ANCA-associated vasculitis: pathogenesis, novel markers of the disease and emerging therapies

Dhaygude A. 1, Erdbruegger U. 2, Haubitz M. 3, Woywodt A. 1

1 Renal Unit, Lancashire Teaching Hospitals, NHS Foundation Trust, Preston, Lancashire, UK 2 Division of Nephrology, University of Virginia at Charlottesville, Charlottesville, VA, USA 3 Division of Nephrology, Department of Medicine, Hannover Medical School, Hannover, Germany


Much has been learned in recent years on the pathogenesis of ANCA-associated small-vessel vasculitis. The interaction of primed neutrophils with ANCA and endothelial cells is crucial to the disease. Next we gained a better understanding, from animal models, of the pathogenetic importance of the ANCA antibody. Very recent evidence provides intriguing data regarding the link between infection and vasculitis, LAMP-2 antibodies as novel markers, and NETs as a novel pathogenetic mechanism. It remains to be seen whether others are able to corroborate these findings and whether testing for LAMP-2 antibodies will become part of the clinical routine in vasculitis.

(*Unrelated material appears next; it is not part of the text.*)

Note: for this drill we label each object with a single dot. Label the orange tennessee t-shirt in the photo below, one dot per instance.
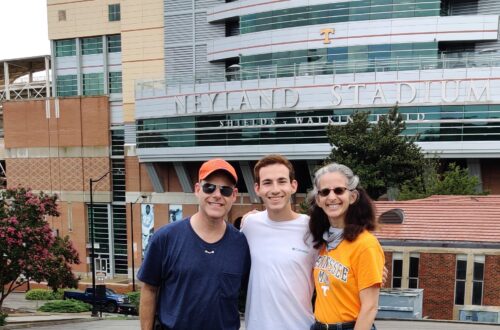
(340, 274)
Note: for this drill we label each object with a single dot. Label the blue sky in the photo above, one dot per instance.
(23, 26)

Recent years also saw the emergence of various new markers of endothelial damage and the disease itself, such as circulating endothelial cells and endothelial microparticles. These novel markers correlate well with disease activity; they may well complement traditional diagnostic tools, such as ANCA testing. Preliminary evidence has provided some insight into the balance between endothelial damage and repair. Exciting preliminary data also indicate that circulating endothelial cells may not only be markers of disease activity but that these cells may have pathogenetic importance in their own right. These findings may have profound implications for the pathogenesis of vasculitis and vascular disease in general. Recent years also saw the publication of a number of seminal studies for the treatment of ANCA-associated vasculitis. We now have a much better understanding of the role of pulse intravenous cyclophosphamide and plasma exchange than ten or even five years ago. Further studies must now show whether plasma exchange is also beneficial for less severely ill patients with AASV. Finally, as ever, it is hoped that further progress in understanding the disease pathogenesis will also provide more tailored and less toxic therapies.